A21B-0115
Investigation of Organic Peroxy Radical Photolysis as a Source of OH

Tuesday, 15 December 2015
Poster Hall (Moscone South)
Robert F Hansen1, Mark A Blitz1,2, Dwayne E Heard1, Trevor Ingham3, Paul W Seakins1,3 and Lisa K Whalley4, (1)University of Leeds, School of Chemistry, Leeds, United Kingdom, (2)National Centre for Atmospheric Science, Leeds, United Kingdom, (3)National Centre for Atmospheric Science, University of Leeds, Leeds, United Kingdom, (4)University of Leeds, Leeds, United Kingdom
Abstract:
In some environments, models of atmospheric chemistry calculate values of ambient OH concentrations that reasonably (within a factor of 2) agree with measured OH concentrations. However, it has been found in forested environments (low [NOx], high [BVOC]) that models have been less successful in calculating OH concentrations, with measured to modeled ratios of up to 10 reported. Enhanced measured to modelled OH concentrations (a factor of 4) have also been observed in more anthropogenically influenced environments with low concentrations of NOx. These discrepancies suggest the presence of an unknown source of OH. Two candidates for this source are the production of OH following the fast isomerization of organic peroxy (RO2) radicals and the reaction of RO2 with hydroperoxy radicals.

The photolysis of RO2 radicals at ambient wavelengths to yield OH is another possible source of OH that has not been investigated. This process can be quantified by the absorption cross-section of RO2 radicals for OH production (σRO2, OH), which is the product of the total absorption cross-section and the quantum yield of OH. In experiments using a three-laser flash photolysis setup, we have measured σRO2, OH for RO2 derived from isoprene, ethylene, and methacrolein at wavelengths in the near UV (λ=300–360 nm). The measured values of σRO2, OH (ranging from 0.05–1.00 x 10-19 cm-2) over this wavelength range suggest that RO2 photolysis is a significant pathway for OH production.
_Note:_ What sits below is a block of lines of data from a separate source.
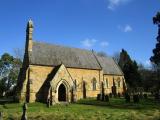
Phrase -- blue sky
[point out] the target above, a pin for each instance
(101, 25)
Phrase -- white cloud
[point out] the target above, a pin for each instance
(104, 43)
(126, 28)
(147, 63)
(112, 4)
(89, 42)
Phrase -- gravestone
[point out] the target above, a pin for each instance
(24, 116)
(1, 116)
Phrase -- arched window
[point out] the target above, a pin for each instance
(118, 82)
(75, 84)
(94, 82)
(106, 83)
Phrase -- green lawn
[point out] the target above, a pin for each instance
(88, 109)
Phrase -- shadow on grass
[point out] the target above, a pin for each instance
(119, 103)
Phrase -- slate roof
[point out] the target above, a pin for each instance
(53, 55)
(109, 66)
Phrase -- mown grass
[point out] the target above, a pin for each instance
(88, 109)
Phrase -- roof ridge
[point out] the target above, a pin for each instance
(64, 46)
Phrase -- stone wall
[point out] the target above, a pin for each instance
(39, 74)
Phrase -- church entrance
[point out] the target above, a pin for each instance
(62, 93)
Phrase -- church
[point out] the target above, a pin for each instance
(64, 74)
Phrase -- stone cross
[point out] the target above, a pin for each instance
(48, 102)
(1, 116)
(24, 117)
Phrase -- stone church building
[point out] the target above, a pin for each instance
(62, 73)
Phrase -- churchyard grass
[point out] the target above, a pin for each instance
(86, 109)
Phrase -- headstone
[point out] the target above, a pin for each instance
(110, 95)
(106, 98)
(136, 98)
(48, 103)
(1, 116)
(145, 96)
(119, 95)
(24, 116)
(127, 97)
(98, 96)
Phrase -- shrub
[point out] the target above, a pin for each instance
(119, 95)
(136, 98)
(127, 97)
(145, 96)
(110, 95)
(156, 96)
(103, 97)
(106, 98)
(98, 96)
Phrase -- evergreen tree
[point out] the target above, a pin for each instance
(9, 69)
(156, 51)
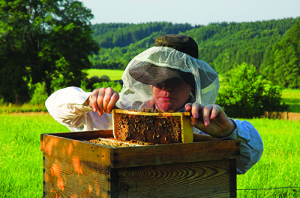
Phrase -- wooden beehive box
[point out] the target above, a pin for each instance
(153, 127)
(75, 168)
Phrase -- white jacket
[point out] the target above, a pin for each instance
(68, 106)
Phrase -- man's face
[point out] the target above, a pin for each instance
(171, 94)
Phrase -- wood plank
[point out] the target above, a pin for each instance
(70, 178)
(198, 179)
(163, 114)
(73, 149)
(175, 153)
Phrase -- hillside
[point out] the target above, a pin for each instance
(223, 45)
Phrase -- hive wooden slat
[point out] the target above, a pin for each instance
(73, 167)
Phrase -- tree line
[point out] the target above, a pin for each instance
(52, 43)
(222, 45)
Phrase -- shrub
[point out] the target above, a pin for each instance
(248, 95)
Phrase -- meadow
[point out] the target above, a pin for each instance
(21, 171)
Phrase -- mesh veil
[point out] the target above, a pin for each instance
(136, 95)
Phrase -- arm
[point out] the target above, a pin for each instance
(70, 107)
(251, 145)
(212, 120)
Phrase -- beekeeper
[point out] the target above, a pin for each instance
(168, 76)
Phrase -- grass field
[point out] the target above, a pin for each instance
(292, 98)
(21, 173)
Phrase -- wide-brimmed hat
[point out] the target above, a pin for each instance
(153, 75)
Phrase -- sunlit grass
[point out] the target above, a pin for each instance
(21, 173)
(279, 164)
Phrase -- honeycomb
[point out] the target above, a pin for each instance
(154, 127)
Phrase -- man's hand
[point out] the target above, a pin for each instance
(210, 119)
(103, 100)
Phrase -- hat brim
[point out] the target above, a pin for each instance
(152, 75)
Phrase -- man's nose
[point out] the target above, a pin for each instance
(167, 86)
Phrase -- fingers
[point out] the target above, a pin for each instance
(202, 113)
(103, 100)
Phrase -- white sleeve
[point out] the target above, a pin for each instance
(251, 145)
(68, 106)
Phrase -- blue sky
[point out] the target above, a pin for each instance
(195, 12)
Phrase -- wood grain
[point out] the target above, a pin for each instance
(198, 179)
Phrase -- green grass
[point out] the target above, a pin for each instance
(279, 164)
(112, 74)
(21, 173)
(292, 98)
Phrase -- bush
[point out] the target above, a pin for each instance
(248, 95)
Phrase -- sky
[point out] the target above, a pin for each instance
(194, 12)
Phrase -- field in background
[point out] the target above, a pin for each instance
(21, 172)
(292, 98)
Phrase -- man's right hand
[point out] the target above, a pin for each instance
(103, 100)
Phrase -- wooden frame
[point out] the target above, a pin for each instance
(74, 168)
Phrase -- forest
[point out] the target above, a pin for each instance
(272, 46)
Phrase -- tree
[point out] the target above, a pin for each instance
(247, 95)
(284, 62)
(43, 41)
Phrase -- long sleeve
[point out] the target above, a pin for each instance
(68, 106)
(251, 145)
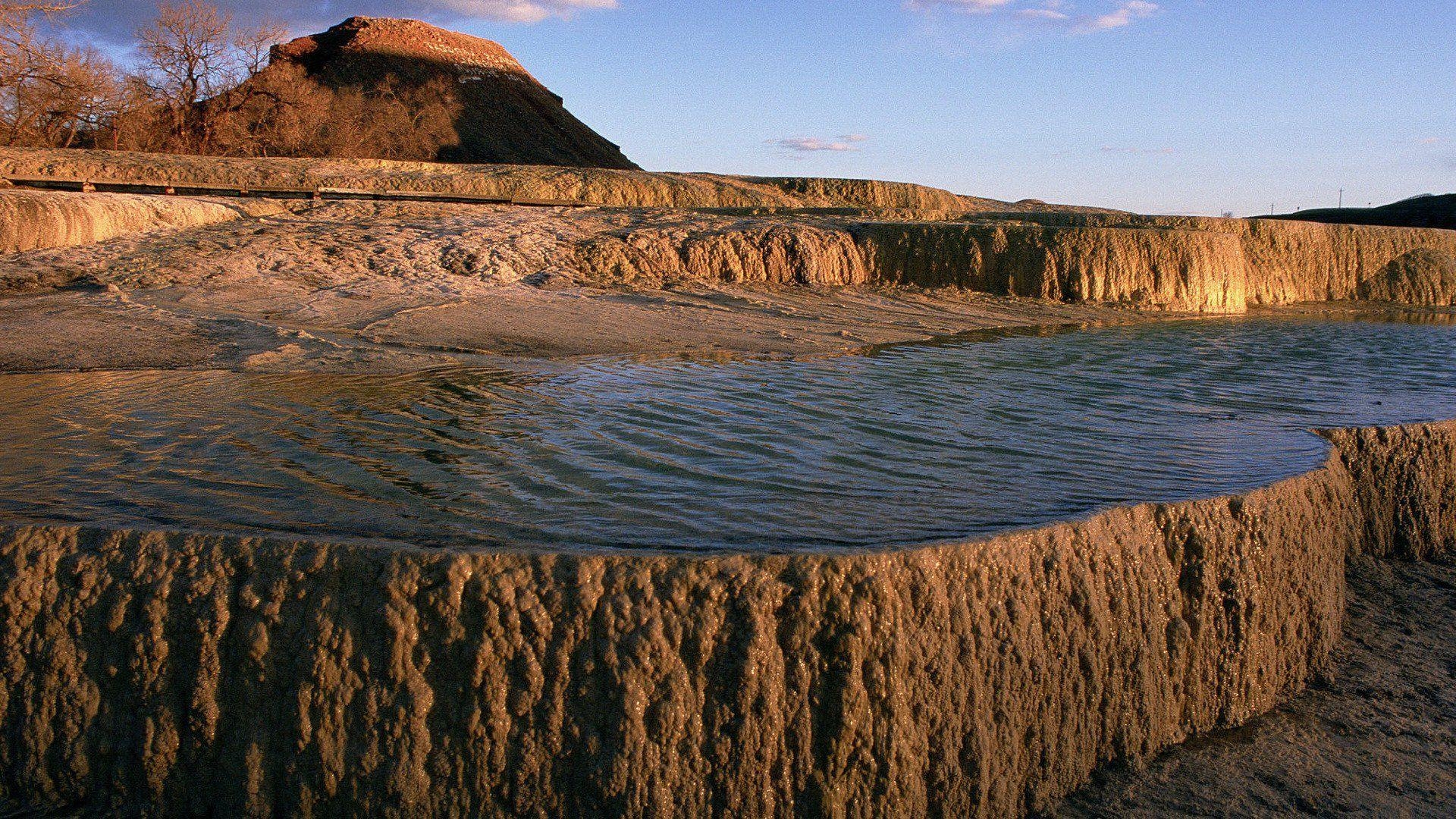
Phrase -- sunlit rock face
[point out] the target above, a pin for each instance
(494, 108)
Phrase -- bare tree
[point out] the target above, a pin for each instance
(185, 58)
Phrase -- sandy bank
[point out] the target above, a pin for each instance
(989, 678)
(631, 188)
(1375, 739)
(372, 280)
(39, 219)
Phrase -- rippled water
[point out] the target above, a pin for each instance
(900, 447)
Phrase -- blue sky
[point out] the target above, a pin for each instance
(1171, 107)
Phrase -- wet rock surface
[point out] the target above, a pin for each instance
(174, 672)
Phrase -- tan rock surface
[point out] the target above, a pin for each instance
(41, 219)
(182, 672)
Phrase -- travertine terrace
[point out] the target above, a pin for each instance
(188, 672)
(164, 672)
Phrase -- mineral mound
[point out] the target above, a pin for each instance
(487, 107)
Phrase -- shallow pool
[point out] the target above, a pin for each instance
(897, 447)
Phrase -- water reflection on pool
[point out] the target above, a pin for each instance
(900, 447)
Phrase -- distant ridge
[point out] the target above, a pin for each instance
(1424, 210)
(501, 114)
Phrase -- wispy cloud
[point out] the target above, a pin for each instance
(811, 145)
(1138, 150)
(519, 11)
(1119, 18)
(1055, 15)
(959, 6)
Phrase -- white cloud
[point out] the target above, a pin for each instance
(520, 11)
(1119, 18)
(810, 145)
(959, 6)
(1050, 12)
(1144, 150)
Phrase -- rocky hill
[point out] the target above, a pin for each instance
(1416, 212)
(484, 105)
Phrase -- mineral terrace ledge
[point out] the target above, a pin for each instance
(168, 672)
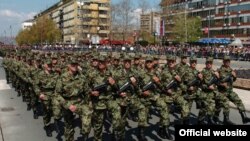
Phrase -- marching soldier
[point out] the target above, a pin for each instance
(228, 76)
(103, 88)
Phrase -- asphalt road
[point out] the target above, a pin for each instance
(18, 124)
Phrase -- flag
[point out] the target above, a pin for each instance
(206, 30)
(162, 28)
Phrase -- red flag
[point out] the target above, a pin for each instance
(206, 30)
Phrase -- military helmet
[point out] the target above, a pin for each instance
(138, 56)
(226, 57)
(209, 59)
(127, 58)
(54, 56)
(184, 55)
(102, 58)
(73, 60)
(149, 58)
(193, 58)
(48, 61)
(171, 57)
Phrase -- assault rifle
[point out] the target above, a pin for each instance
(101, 88)
(213, 80)
(228, 78)
(149, 86)
(172, 84)
(194, 82)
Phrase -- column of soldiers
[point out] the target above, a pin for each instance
(96, 87)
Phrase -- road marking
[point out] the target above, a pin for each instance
(4, 85)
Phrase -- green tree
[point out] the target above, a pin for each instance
(44, 30)
(186, 28)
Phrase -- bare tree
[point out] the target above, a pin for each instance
(125, 16)
(143, 5)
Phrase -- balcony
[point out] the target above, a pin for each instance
(104, 8)
(103, 16)
(232, 13)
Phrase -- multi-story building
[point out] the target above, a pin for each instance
(80, 20)
(27, 24)
(149, 21)
(220, 18)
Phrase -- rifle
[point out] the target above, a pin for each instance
(149, 86)
(101, 88)
(228, 78)
(126, 86)
(213, 80)
(171, 84)
(194, 82)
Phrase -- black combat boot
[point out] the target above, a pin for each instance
(35, 114)
(186, 121)
(57, 125)
(211, 120)
(167, 134)
(244, 117)
(226, 120)
(84, 137)
(216, 120)
(127, 124)
(18, 93)
(28, 106)
(48, 131)
(141, 135)
(201, 121)
(161, 133)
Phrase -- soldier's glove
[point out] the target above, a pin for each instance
(111, 81)
(123, 94)
(145, 93)
(42, 96)
(72, 108)
(94, 93)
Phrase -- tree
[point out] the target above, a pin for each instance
(44, 30)
(186, 30)
(124, 16)
(143, 5)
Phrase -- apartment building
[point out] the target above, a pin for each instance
(149, 21)
(220, 18)
(80, 20)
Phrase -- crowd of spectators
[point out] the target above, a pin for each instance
(241, 54)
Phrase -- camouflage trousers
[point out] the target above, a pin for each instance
(47, 110)
(208, 108)
(234, 98)
(7, 75)
(131, 107)
(84, 110)
(221, 103)
(56, 107)
(98, 117)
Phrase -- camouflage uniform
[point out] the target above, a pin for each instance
(104, 102)
(191, 79)
(228, 92)
(176, 97)
(45, 83)
(73, 90)
(208, 100)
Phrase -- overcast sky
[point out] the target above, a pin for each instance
(14, 12)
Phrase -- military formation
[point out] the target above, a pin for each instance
(118, 87)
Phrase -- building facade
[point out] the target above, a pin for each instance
(149, 22)
(27, 24)
(80, 20)
(220, 18)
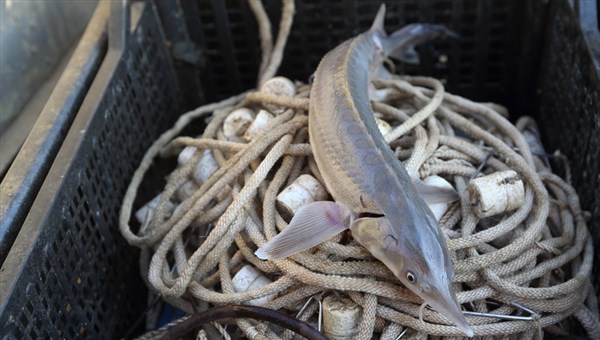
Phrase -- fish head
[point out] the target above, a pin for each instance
(423, 268)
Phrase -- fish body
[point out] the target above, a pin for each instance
(374, 195)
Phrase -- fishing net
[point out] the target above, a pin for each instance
(532, 263)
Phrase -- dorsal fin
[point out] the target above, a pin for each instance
(379, 20)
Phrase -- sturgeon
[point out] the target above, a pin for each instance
(375, 197)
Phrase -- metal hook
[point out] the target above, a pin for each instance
(316, 297)
(483, 163)
(402, 333)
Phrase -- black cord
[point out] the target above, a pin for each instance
(242, 312)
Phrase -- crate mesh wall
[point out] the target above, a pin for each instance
(480, 64)
(80, 278)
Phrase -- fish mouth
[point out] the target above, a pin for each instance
(445, 303)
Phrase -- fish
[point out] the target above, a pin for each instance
(374, 196)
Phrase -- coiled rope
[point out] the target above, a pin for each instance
(539, 255)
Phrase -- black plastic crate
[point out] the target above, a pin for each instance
(69, 272)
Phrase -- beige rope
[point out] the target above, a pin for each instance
(539, 255)
(508, 260)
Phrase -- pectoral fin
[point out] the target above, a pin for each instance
(311, 225)
(442, 193)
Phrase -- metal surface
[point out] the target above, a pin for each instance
(27, 172)
(34, 35)
(70, 273)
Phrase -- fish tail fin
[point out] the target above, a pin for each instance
(401, 44)
(377, 25)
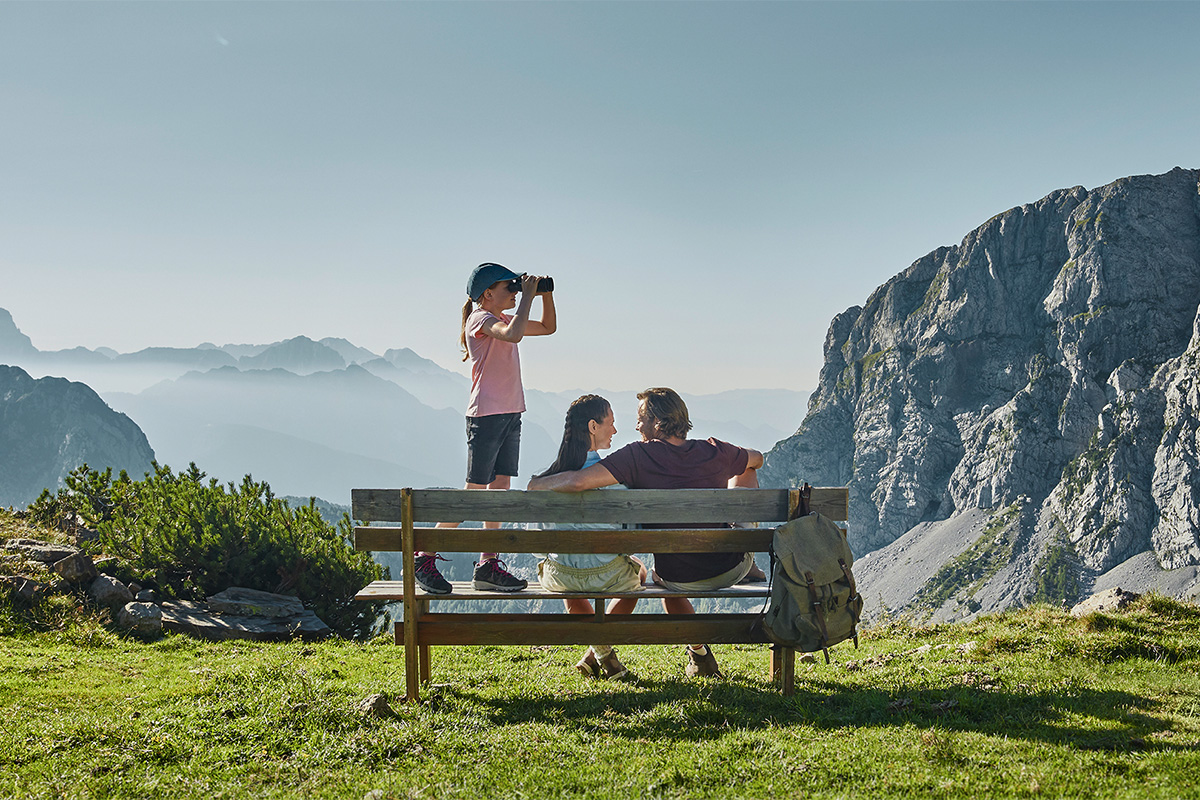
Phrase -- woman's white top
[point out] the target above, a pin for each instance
(581, 560)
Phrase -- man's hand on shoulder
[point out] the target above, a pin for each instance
(593, 477)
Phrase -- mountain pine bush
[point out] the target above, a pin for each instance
(190, 537)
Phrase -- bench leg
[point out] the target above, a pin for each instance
(413, 655)
(424, 649)
(783, 668)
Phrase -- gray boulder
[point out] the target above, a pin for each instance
(142, 618)
(109, 591)
(76, 569)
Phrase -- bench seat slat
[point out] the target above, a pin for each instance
(669, 506)
(581, 629)
(519, 540)
(394, 591)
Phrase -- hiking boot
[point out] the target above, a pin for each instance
(492, 576)
(606, 668)
(616, 671)
(702, 663)
(755, 575)
(588, 666)
(427, 576)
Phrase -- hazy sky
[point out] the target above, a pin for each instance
(708, 182)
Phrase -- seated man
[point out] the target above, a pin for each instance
(666, 459)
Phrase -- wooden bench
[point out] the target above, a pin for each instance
(421, 627)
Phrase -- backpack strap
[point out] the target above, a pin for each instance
(853, 594)
(820, 612)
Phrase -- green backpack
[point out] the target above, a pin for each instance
(814, 602)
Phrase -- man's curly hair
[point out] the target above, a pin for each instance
(667, 410)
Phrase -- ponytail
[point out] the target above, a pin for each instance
(462, 335)
(576, 434)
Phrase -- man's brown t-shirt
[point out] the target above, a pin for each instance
(695, 464)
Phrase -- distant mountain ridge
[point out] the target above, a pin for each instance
(323, 416)
(1045, 371)
(51, 426)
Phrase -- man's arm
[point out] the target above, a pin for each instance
(749, 479)
(593, 477)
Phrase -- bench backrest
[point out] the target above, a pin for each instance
(630, 506)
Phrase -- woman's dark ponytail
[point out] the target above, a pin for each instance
(576, 433)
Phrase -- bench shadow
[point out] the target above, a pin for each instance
(702, 710)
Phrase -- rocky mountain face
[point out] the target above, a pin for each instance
(1043, 372)
(51, 426)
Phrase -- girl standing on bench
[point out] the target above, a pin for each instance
(589, 428)
(489, 341)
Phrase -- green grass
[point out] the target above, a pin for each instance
(1031, 703)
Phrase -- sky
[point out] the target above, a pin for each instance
(708, 182)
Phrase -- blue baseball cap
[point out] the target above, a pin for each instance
(485, 275)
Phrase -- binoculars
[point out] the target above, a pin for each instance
(544, 284)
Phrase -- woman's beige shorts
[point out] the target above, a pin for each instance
(618, 575)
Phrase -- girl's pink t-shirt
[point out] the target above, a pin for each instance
(495, 370)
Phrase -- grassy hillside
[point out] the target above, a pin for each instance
(1024, 704)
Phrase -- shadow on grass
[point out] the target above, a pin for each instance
(705, 710)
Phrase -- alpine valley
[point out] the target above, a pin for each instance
(1018, 417)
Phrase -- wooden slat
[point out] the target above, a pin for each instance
(519, 540)
(670, 506)
(582, 629)
(412, 608)
(394, 590)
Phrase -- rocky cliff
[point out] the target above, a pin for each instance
(51, 426)
(1043, 371)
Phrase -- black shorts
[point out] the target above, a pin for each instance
(493, 446)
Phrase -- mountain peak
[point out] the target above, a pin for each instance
(12, 341)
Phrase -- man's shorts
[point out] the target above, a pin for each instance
(708, 584)
(493, 446)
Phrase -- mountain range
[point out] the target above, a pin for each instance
(49, 426)
(319, 417)
(1018, 416)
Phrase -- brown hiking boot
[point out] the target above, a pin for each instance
(616, 671)
(702, 663)
(755, 575)
(588, 665)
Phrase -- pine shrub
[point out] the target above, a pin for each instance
(190, 537)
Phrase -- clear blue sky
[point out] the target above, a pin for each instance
(709, 184)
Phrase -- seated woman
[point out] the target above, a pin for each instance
(589, 428)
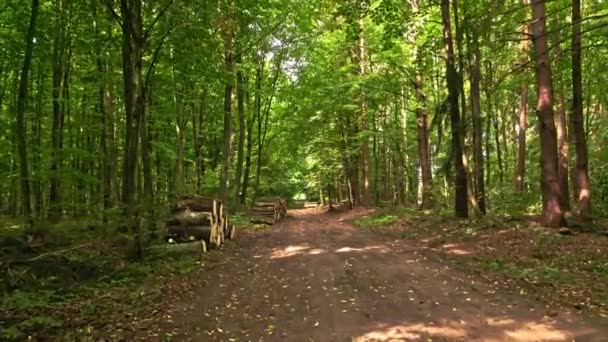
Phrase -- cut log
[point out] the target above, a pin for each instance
(196, 248)
(190, 218)
(309, 205)
(193, 205)
(263, 220)
(231, 232)
(209, 234)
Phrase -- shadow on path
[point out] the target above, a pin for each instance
(314, 277)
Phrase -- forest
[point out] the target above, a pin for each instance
(109, 109)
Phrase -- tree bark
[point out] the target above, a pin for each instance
(460, 185)
(240, 90)
(106, 109)
(226, 146)
(21, 133)
(553, 215)
(132, 50)
(523, 113)
(367, 192)
(581, 172)
(422, 119)
(480, 192)
(60, 51)
(250, 123)
(562, 151)
(197, 124)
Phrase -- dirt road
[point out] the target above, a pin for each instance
(314, 277)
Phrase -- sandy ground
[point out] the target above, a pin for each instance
(315, 277)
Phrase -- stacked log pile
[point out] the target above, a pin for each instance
(268, 210)
(195, 218)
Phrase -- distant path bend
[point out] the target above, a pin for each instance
(314, 277)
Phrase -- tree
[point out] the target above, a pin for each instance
(460, 183)
(26, 207)
(553, 215)
(523, 112)
(581, 173)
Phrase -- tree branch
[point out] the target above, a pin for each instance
(114, 14)
(160, 14)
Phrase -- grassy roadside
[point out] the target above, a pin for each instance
(569, 270)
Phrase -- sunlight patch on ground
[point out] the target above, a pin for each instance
(296, 250)
(407, 332)
(533, 331)
(380, 249)
(497, 330)
(289, 251)
(455, 249)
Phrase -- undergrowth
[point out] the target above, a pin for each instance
(72, 277)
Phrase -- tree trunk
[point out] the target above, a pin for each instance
(562, 151)
(367, 193)
(197, 124)
(553, 215)
(240, 90)
(21, 133)
(480, 192)
(422, 120)
(132, 50)
(60, 51)
(245, 187)
(581, 173)
(37, 148)
(106, 109)
(226, 146)
(523, 114)
(460, 195)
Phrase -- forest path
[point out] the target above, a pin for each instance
(315, 277)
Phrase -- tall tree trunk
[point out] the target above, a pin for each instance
(180, 126)
(226, 146)
(21, 133)
(240, 90)
(553, 215)
(60, 52)
(197, 125)
(106, 108)
(37, 150)
(425, 200)
(367, 193)
(146, 153)
(250, 124)
(480, 192)
(523, 113)
(562, 151)
(581, 173)
(132, 50)
(460, 185)
(422, 119)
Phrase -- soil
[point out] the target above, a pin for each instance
(315, 277)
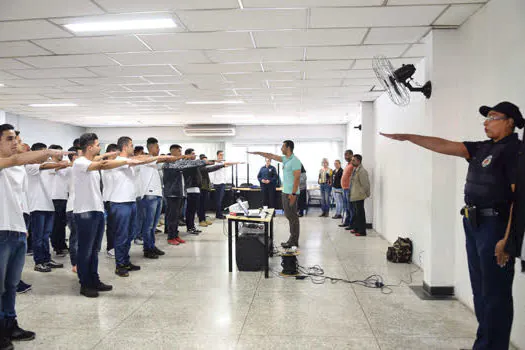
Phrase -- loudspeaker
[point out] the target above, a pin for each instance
(249, 251)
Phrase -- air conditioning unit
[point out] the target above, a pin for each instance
(209, 130)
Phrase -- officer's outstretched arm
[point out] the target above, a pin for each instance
(435, 144)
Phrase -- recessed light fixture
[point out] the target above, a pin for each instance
(223, 102)
(109, 26)
(53, 105)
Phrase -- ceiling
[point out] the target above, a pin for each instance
(287, 61)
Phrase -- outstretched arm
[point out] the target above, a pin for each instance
(268, 155)
(434, 144)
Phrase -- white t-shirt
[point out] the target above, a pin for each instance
(86, 187)
(11, 214)
(40, 184)
(219, 177)
(107, 184)
(61, 183)
(124, 184)
(152, 185)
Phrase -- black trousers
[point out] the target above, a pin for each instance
(173, 211)
(358, 221)
(268, 192)
(192, 202)
(110, 230)
(58, 236)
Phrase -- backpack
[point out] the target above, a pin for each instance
(401, 251)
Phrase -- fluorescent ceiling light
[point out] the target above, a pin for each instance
(223, 102)
(233, 116)
(53, 105)
(122, 25)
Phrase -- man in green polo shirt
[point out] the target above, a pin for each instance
(291, 177)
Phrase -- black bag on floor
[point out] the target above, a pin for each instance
(401, 251)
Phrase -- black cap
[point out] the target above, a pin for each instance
(507, 108)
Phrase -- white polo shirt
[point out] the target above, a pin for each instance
(124, 188)
(11, 213)
(40, 184)
(86, 187)
(150, 178)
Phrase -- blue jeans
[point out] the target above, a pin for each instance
(349, 210)
(491, 284)
(123, 217)
(90, 230)
(73, 238)
(325, 197)
(339, 200)
(41, 228)
(13, 247)
(151, 207)
(219, 196)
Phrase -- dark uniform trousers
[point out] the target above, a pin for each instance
(491, 284)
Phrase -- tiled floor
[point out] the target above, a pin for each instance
(188, 300)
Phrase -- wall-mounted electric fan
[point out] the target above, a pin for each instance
(397, 82)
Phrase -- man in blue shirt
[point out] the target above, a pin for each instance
(268, 179)
(291, 179)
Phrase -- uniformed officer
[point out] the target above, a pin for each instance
(489, 197)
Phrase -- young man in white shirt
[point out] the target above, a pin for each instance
(88, 210)
(42, 209)
(13, 233)
(123, 207)
(59, 195)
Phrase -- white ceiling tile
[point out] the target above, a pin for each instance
(27, 9)
(374, 16)
(417, 50)
(398, 35)
(308, 3)
(263, 76)
(52, 73)
(119, 6)
(256, 55)
(9, 63)
(308, 65)
(218, 68)
(109, 81)
(243, 19)
(20, 48)
(354, 52)
(133, 71)
(456, 15)
(69, 61)
(396, 62)
(198, 41)
(87, 45)
(37, 82)
(169, 57)
(425, 2)
(29, 30)
(313, 37)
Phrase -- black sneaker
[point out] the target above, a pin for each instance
(17, 333)
(22, 287)
(150, 254)
(102, 287)
(42, 268)
(54, 265)
(158, 251)
(121, 271)
(89, 292)
(131, 267)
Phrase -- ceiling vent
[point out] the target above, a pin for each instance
(209, 130)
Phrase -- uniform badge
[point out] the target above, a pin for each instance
(486, 162)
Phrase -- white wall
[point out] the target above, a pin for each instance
(39, 130)
(481, 64)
To determine the impact of the OH production from RO2 photolysis on ambient OH concentrations, OH concentrations were calculated with a box model, constrained to the conditions of the OP-3 field campaign in Borneo, that incorporates RO2 photolysis rates derived from measurements of σRO2, OH. It was found that RO2 photolysis increased OH concentrations by approximately 10% over base model chemistry at midday. Measured values of σRO2, OH and the impact on ambient OH concentrations derived from the modeling will be presented and discussed.